Originally submitted: October 2023
This program is the culmination of an introductory Python course. I got the idea for it from this literature review I had done previously, where the article authors claimed that Airbnb is disrupting the rental market in New Zealand without providing any proof. My aim was to produce some exploratory data visualisations to see whether any obvious correlations are unveiled between the number and price of Airbnb listings and residential rental properties. The scope for this project was just to produce the visualisations, but at some point I hope to add to it by doing some statistical analysis.
You can find the Python script, input files and a set of outputs in the Github repository here. The program is capable of producing six different map types for a given location, with three cities (Auckland, Wellington and Christchurch) included in the input data. I have included two example outputs here so that you can get an idea of what the program does without having to run it yourself.
Example output 1: Ratio of rental counts to Airbnb counts in Christchurch, by SA2 and number of bedrooms
Example output 2: Ratio of median rental prices to median Airbnb prices in Christchurch, by SA2 and number of bedrooms
As a Master of Applied Data Science student with a particular interest in spatial data science, I knew that I wanted to take this project as an opportunity to make some form of interactive map in Python.
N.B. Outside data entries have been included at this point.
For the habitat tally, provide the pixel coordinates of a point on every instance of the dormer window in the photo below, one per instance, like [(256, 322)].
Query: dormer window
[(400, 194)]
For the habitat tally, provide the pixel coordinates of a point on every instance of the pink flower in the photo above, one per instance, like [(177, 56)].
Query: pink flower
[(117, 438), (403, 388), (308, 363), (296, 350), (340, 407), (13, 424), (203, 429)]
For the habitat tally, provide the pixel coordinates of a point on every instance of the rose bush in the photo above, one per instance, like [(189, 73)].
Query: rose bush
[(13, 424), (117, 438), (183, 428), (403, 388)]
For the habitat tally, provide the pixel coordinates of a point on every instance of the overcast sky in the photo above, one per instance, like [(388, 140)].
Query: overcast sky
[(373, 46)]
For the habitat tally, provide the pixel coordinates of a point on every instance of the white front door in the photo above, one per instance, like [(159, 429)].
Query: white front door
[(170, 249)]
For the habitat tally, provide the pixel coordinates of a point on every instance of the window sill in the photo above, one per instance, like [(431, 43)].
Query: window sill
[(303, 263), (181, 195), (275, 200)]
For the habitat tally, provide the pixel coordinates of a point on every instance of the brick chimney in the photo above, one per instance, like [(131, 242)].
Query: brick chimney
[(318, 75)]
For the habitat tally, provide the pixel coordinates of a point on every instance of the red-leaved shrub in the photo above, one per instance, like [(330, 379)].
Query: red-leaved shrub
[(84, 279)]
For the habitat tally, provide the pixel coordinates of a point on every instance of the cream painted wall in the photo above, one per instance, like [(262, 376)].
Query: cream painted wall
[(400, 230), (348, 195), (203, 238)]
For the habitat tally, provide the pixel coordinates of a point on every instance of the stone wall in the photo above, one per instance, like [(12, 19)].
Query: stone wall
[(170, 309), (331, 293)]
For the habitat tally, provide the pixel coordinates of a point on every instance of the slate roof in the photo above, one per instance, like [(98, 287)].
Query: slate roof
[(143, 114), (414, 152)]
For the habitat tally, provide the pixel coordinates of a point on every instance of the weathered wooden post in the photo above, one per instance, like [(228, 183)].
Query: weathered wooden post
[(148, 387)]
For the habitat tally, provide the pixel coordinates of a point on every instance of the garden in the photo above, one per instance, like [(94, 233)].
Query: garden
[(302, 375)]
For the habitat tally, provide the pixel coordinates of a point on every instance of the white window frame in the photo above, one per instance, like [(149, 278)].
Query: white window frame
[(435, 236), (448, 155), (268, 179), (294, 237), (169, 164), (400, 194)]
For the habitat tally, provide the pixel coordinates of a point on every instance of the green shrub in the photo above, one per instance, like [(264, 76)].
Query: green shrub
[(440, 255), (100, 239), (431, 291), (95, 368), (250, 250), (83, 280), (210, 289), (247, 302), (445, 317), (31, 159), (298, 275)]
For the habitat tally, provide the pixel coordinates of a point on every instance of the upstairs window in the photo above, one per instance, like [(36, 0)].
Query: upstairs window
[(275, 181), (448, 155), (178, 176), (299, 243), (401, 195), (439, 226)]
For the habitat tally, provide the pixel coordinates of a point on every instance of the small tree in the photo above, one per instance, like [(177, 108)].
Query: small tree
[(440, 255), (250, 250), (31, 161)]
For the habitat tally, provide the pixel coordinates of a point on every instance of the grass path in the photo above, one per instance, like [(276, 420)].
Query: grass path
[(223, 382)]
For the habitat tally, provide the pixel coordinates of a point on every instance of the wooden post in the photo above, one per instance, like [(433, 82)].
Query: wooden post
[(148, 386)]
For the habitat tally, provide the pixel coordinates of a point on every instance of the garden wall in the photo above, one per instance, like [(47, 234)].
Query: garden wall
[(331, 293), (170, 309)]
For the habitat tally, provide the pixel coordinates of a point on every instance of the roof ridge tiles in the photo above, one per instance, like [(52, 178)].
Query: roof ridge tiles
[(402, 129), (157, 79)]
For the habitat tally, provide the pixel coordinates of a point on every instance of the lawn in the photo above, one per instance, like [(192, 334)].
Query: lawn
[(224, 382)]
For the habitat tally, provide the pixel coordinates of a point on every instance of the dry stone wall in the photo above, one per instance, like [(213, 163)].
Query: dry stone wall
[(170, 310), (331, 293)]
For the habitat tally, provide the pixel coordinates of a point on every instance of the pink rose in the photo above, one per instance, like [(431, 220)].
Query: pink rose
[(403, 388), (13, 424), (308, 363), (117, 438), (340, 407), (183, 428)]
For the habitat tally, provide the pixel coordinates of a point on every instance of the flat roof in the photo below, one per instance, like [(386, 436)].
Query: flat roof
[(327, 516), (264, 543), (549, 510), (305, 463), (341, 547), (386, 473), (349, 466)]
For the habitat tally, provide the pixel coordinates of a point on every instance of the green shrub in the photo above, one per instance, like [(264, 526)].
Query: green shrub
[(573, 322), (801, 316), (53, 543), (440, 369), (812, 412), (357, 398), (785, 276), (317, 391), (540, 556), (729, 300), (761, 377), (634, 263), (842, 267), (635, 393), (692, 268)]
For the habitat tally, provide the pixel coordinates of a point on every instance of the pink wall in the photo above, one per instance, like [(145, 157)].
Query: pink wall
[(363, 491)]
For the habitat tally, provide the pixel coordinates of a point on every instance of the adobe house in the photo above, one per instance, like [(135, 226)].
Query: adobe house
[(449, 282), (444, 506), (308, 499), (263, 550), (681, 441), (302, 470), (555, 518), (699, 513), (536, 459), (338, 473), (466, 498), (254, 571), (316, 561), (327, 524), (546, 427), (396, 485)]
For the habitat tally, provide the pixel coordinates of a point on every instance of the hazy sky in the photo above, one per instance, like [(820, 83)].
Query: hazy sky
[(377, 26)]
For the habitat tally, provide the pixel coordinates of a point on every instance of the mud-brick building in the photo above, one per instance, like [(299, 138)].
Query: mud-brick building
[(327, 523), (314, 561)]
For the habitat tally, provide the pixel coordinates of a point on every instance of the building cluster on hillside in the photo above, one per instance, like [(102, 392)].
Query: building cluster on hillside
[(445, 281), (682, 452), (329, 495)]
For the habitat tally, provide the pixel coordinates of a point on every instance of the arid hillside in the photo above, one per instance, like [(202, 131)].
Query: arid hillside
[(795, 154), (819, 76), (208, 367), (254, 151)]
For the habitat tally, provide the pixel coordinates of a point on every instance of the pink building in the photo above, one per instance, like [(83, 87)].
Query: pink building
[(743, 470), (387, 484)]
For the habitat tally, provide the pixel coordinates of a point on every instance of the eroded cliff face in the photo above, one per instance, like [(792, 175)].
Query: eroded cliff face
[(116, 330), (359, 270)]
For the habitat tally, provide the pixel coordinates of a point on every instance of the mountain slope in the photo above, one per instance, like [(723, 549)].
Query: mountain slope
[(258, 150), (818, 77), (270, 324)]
In terms of what data I wanted to visualise with that map, I took inspiration from a journal article I had reviewed for another course which I felt needed improvement. This article, “Disrupting the regional housing market: Airbnb in New Zealand” (Campbell et al., 2019), failed to actually prove whether or not Airbnb is disrupting the regional housing market as the title suggests. In my review, I suggested that the authors could have used census data on the number of rental properties and average weekly rent and compared these to the number of “entire home” Airbnb listings and their nightly rate (multiplied by seven). I am keen to carry out this suggestion myself and see what the results are.
At a minimum, I aim to produce an interactive map which displays the following:
The process began with gathering the necessary data. Getting the Airbnb data was simple, as it was readily available from the Inside Airbnb website in CSV format (Inside Airbnb, 2023).
However, obtaining rental property data proved to be more difficult. Originally I had planned to use Trade Me’s API to get data on rental listings from their Property section, but Trade Me declined my application to access their API. Instead I had to rely on my back-up plan of using Stats NZ rental data (Stats NZ–Tatauranga Aotearoa, 2018a). This turned out to be a blessing in disguise, as I soon realised that it made more sense to use the Stats NZ data since it is supposed to reflect the entire rental stock of the country, whereas the Trade Me rental listings would only reflect rental properties which were on the market (and on that platform) at the time.
The Stats NZ data that I used was from the 2018 Census, and at its lowest level was divided into areal units called SA2s which are comparable to suburbs. In order to map this data I also needed to download the SA2 geographies from Stats NZ, which I chose to do in shapefile format (Stats NZ–Tatauranga Aotearoa, 2018b). Due to the size of both these files and the rental data files when looking at the whole of New Zealand, it was at this point that I decided to narrow my focus down to the three largest cities – Auckland, Wellington and Christchurch.
Now that I had these files downloaded, I needed to get them into Python as dataframes. This ought to have been straightforward, and it was, except for the rental data. I downloaded this using the data tool NZ.Stat, which has its fair share of quirks and thankfully is in the process of being replaced. The Excel export option claimed to generate an XLS file, but I worked out that the resulting file needed to be converted to XLSX in order to be read correctly.
Once all the data was in, it needed to be cleaned and filtered. Once again the rental data stood out here, as it had multilevel columns (one level for bedrooms, one for price categories) which I needed to merge into a single level.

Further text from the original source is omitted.